My current question/issue revolves around the following: I have estimated a mixed logit model on a panel of individuals in a set of tasks/problems. Now suppose I have a separate panel data set containing the same individuals on which I would like to make predictions. Using the (unconditional) estimated distribution over the parameters in order to make predictions is then not optimal, since we already have additional information on them from their prior choices. To be specific, let $g(\beta|\theta)$ be the population distribution of the parameters $\beta$, let $L(i,t|\beta)=\frac{e^{\beta'X_{it}}}{\sum_j e^{\beta'X_{it}}}$ be the probability of choosing $i$ in task $t$ conditional on $\beta$. Then, by Bayes' rule, the distribution over parameters conditional on having observed a sequence of choices $y$ is given by:
$$h(\beta|y,\theta)=\frac{P(y|\beta)g(\beta|\theta)}{P(y|\theta)}$$
Where $P(y|\beta)= L(y_1,1|\beta)\times\dots\times L(y_T,T|\beta)$ is the probability of the individual's sequence conditional on $\beta$ and $P(y|\theta)=\int P(Y|\beta)g(\beta|\theta)d\theta$ the unconditional probability. Based on this, an individual's estimated probability of choosing $i$ in out-of-sample task $T+1$ is given by:
$$\tilde{P}(i, T+1|y,\theta)=\frac{\sum_{r}L(i, T+1|\beta^r)P(y|\beta^r)}{\sum_{r}P(y|\beta^r)}$$
I should note that the above notation is from Revelt & Train (2000): "Customer-Specific Taste Parameters and Mixed Logit: Households' Choice of Electricity Supplier."

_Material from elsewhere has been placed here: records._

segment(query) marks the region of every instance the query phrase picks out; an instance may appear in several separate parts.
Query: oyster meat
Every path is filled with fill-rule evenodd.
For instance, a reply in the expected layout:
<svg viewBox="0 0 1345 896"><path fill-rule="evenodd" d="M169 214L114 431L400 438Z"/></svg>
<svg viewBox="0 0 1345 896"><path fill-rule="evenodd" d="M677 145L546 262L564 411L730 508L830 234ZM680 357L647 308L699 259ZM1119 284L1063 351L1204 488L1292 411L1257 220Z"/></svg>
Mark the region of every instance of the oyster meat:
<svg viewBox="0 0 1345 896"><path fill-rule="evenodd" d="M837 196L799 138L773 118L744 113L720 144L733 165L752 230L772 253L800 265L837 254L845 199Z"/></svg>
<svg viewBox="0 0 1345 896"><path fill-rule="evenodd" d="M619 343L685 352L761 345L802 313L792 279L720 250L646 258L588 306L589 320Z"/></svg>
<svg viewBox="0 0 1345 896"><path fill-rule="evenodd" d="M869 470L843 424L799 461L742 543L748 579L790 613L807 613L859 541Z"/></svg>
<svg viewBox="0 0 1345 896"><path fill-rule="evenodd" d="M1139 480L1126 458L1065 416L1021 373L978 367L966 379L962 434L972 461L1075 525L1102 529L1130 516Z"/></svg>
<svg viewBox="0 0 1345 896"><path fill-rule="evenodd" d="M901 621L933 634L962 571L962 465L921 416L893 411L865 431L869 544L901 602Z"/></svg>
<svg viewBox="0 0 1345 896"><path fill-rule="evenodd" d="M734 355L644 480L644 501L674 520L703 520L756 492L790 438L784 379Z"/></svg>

From my (limited) understanding of R, your predict method uses the population distribution over parameters to make predictions and does not allow for a panelID
option to use the conditional distribution, is that correct? If so, do you know of any way I could use logitr to (1) derive the conditional distribution for each individual, and (2) make predictions based on this conditional distribution?
On a unrelated note, I think that I have spotted to bugs:
- If I estimate a multinomial logit using a single parameter, I get the following error when executing the summary method if I specify a
clusterID
:
![image](https://user-images.githubusercontent.com/28649389/183884894-d112dd35-720a-4ece-bcf7-d49a63867bea.png)
Note that it works for two or more parameters. Furthermore, the summary method also work for a single parameter if I leave out clusterID
.
- If I estimate a mixed logit using a single parameter, I get the following error in the estimation if I specify
clusterID
:
![image](https://user-images.githubusercontent.com/28649389/183885386-2fd3951c-f0a1-438e-9134-4b5c2093e2bf.png)
Note that the estimation works for two or more parameters. The estimation also works for a single parameter if I leave out clusterID
.
Many thanks in advance for your time.